||5R01CA201356-03 Interpret this number
||University Of Michigan At Ann Arbor
||Patient Perspectives on the Ethical Implementation of an Oncology Learning System
Abstract: The development of learning health systems is causing radical transformation of the environment
within which the NCI pursues its mission; understanding the ethical and social implications of these changes is
of paramount importance. In rapid learning systems (RLS), routinely collected patient data drive the process of
discovery, which in turn becomes a natural outgrowth of clinical care. As the Institute of Medicine has noted,
such systems have substantial promise for improving the quality of care and research, and ultimately the value
of health care. As such systems develop, the blurring of the current distinction between clinical practice, quality
of care, and research necessitates careful consideration of ethical implications.
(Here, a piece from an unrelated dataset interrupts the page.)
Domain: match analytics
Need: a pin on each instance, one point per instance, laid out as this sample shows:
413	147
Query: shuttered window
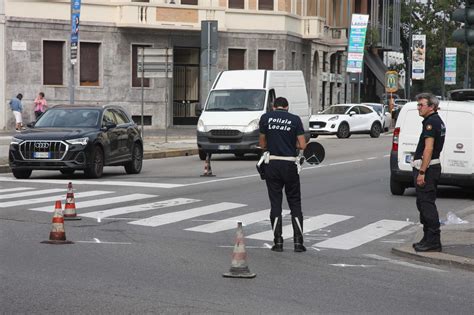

As RLSs are in their infancy, it
is critical to conduct research to generate informed and considered patient perceptions of the ethical
implementation of such systems, particularly regarding ways to ensure respect for patient autonomy and
privacy, including best approaches for informing participants and governance of data use, in order to realize
the potential benefits of these systems. Therefore, we propose an innovative study that uses cutting edge
methods of deliberative democracy to generate considered and informed opinions of cancer patients,
leveraging a unique opportunity to evaluate patient experiences during the roll-out of a real-world RLS.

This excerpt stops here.